Similarities and Dissimilarities Between AfCFTA and ECOWAS:
- Both are examples of customs union.
- Common External Tariff (CET) is only applicable in ECOWAS.
- Both harmonize customs practices.
- Both promote the use of non-tariff barrier reporting mechanisms.
- Both promote related institutional structures that are part of the ECOWAS free trade zone.
- Both are relevant in the areas of trade and customs integration.
Opportunities and Challenges from Implementation of AfCFTA Agreement
Opportunities:
- Trade Creation: More opportunities for member countries to trade by removing barriers to trade and investment.
- Employment Opportunities: Expansion of job opportunities through removal of restrictions on labor movement.
- Consensus and Cooperation: Easier agreements between nations due to regional understanding and similarities.
- Impetus for Private Sector Planning and Investment: Reduces uncertainties, improves credibility, and facilitates private sector planning and investment.
- Non-Economic Benefits: Improved peace and security within the region.
Challenges:
- Trade Diversion: Increased trade with less efficient or more expensive member producers.
- Investment Diversion: Foreign investors from non-member countries may avoid member states due to higher tariffs and regulations.
- Employment Shifts and Reduction: Relocation of production to cheaper labor markets, causing job migration and wage disparity.
- Loss of National Sovereignty: Nations may relinquish political and economic rights.
- Barrier for Non-Members: Non-members face trade barriers within the free trade area.
We hope the above provides insight into the agreement among member nations. Thank you for the opportunity to advise on this subject matter. Please do not hesitate to contact us for further clarification.
Yours faithfully,
Baba Tee
Principal Partner
(c) Country-by-Country Reports (CbCR):
i.

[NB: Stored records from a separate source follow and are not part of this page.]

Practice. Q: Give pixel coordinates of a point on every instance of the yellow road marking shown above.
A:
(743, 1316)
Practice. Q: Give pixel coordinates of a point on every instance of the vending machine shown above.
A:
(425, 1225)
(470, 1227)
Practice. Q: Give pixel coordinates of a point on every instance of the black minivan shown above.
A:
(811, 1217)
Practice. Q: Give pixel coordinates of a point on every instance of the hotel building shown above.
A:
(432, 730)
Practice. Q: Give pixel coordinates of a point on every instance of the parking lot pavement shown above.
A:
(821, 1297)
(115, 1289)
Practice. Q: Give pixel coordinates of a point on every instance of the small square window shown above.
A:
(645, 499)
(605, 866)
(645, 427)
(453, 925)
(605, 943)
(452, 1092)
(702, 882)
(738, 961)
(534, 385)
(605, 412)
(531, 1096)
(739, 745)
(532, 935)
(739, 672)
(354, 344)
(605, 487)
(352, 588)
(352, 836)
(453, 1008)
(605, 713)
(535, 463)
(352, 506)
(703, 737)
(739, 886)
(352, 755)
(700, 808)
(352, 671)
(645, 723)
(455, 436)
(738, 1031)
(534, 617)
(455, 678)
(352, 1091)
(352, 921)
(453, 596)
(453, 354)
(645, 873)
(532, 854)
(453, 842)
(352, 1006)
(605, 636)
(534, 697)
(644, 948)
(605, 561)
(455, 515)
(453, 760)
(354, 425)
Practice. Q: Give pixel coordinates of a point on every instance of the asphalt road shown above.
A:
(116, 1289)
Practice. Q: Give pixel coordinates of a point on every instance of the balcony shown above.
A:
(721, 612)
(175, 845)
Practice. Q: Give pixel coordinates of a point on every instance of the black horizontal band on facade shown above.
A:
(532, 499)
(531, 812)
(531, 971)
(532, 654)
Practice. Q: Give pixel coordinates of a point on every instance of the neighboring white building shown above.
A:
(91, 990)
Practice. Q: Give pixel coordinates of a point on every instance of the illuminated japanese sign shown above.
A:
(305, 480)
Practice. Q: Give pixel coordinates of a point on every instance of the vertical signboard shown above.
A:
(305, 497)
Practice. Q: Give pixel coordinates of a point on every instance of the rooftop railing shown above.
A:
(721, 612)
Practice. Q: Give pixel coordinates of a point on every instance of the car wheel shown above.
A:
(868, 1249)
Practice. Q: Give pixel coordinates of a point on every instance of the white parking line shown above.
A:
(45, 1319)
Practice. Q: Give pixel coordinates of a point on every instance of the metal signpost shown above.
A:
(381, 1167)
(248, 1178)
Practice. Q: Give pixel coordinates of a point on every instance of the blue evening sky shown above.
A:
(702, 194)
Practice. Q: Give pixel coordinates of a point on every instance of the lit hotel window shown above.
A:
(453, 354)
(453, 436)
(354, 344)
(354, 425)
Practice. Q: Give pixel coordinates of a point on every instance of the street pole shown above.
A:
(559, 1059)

Liability to Prepare and Submit CbCR:
- DIY Limited is not liable as it does not meet the definition of a Multinational Enterprise (MNE) group. Specifically:
- It does not operate across jurisdictions as a part of a consolidated group with revenues exceeding €750 million or ₦160 billion.
ii. Relevant Tax Authority:
- Federal Inland Revenue Service (FIRS) for Nigeria as the reporting entity.
- If a surrogate entity in Ghana were involved, the Ghana Revenue Authority would be applicable.